Core module of China’s space station.
Credit: CMS/Inside Outer Space screengrab


China is pressing forward on construction of the country’s own space station. To do so, multiple classes of Long March boosters are to be utilized.

First up is lofting the station’s core module, the Tianzhou-2 cargo spacecraft and the Shenzhou-12 piloted spacecraft.

According to China Central Television (CCTV) rendezvous and docking as well as relevant in-orbit verifications of key technologies are scheduled to be completed this year.

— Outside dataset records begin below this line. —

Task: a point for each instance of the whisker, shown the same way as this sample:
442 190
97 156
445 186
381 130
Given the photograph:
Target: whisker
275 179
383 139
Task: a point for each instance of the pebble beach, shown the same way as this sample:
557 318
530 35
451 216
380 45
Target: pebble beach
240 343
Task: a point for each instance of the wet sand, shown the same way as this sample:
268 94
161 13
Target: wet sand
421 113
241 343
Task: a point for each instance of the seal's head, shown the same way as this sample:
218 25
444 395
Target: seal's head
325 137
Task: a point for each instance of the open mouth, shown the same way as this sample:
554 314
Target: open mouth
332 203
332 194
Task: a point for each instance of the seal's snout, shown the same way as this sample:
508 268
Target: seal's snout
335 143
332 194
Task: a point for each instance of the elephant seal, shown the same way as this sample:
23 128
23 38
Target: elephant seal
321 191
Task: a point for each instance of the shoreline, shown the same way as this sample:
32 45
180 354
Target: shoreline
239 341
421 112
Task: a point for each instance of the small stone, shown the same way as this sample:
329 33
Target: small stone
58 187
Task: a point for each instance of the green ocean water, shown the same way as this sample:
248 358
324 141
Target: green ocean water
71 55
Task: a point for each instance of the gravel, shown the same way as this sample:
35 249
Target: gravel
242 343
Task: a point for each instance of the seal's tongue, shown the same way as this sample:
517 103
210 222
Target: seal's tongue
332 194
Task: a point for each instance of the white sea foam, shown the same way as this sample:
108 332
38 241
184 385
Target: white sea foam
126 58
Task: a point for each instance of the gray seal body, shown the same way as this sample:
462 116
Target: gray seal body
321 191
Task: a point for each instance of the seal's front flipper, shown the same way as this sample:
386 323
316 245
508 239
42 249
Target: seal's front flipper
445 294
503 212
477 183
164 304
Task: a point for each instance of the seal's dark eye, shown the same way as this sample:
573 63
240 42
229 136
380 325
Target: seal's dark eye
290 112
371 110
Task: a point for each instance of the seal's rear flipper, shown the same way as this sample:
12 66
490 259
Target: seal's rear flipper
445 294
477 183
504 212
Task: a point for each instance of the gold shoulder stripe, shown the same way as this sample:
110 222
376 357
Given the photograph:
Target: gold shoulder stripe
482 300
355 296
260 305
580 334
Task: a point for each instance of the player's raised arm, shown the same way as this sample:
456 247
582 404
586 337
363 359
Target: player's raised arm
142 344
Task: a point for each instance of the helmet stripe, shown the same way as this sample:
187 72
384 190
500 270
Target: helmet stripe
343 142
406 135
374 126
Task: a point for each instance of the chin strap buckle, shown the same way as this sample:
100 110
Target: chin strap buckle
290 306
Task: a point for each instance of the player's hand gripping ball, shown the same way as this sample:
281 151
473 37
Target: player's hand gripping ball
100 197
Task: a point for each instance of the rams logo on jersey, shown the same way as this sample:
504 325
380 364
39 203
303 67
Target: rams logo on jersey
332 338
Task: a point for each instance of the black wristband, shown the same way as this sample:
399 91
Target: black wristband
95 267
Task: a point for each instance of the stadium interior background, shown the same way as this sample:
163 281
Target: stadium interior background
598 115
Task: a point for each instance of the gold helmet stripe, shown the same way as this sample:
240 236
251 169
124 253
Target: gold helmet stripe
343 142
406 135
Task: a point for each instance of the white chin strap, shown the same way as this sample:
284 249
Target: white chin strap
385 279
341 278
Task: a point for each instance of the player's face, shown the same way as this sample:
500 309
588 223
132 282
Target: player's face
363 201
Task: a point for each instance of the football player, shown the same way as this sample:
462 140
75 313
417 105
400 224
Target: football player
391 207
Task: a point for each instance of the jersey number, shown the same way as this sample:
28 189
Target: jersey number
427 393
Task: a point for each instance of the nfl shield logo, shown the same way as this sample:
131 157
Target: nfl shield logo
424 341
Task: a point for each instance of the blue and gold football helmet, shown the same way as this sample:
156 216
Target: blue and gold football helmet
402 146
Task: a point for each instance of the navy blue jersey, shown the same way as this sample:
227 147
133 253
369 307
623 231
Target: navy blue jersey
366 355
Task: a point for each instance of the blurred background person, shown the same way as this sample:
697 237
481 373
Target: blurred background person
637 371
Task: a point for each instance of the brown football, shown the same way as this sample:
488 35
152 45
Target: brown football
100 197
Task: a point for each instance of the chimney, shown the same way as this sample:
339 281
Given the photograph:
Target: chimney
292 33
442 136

China’s space station expected to be completed around 2022.
CMS/Inside Outer Space screengrab

Zero error launch windows

“This is the first time that we will launch multi-type Long March rockets to build a manned space station. The carrier rocket Long March-5B will launch the core module of the space station. Then the Long March-7 carrier rocket will launch the cargo spacecraft. Later, the Long March-2F carrier rocket will carry our astronauts to our space station,” said Mou Yu, director of the General Design Department of the China Academy of Launch Vehicle Technology.

Mou emphasized in a CCTV interview that the launch vehicles used require a high reliability of the pre-launch preparation work for the dynamical and control systems “and the zero error in the launch window.”

To piece together the space station, China will successively launch the Tianhe core capsule, Wentian and Mengtian lab modules. In addition, four Shenzhou crew-carrying spacecrafts and four Tianzhou cargo spacecrafts will also be launched to establish a rotation of astronauts to work on the space station and supply goods to sustain station operations.

Credit: China Military Online

Meanwhile, China’s space tracking ship Yuanwang-3 set sail on Saturday for the Pacific Ocean from a port in east China’s Jiangsu Province for upcoming maritime monitoring missions.

Yuanwang-3 is a second-generation Chinese space tracking ship. It has undertaken more than 90 maritime tracking and monitoring tasks for spacecraft, including the Shenzhou spaceships, Chang’e lunar probes and BeiDou satellites.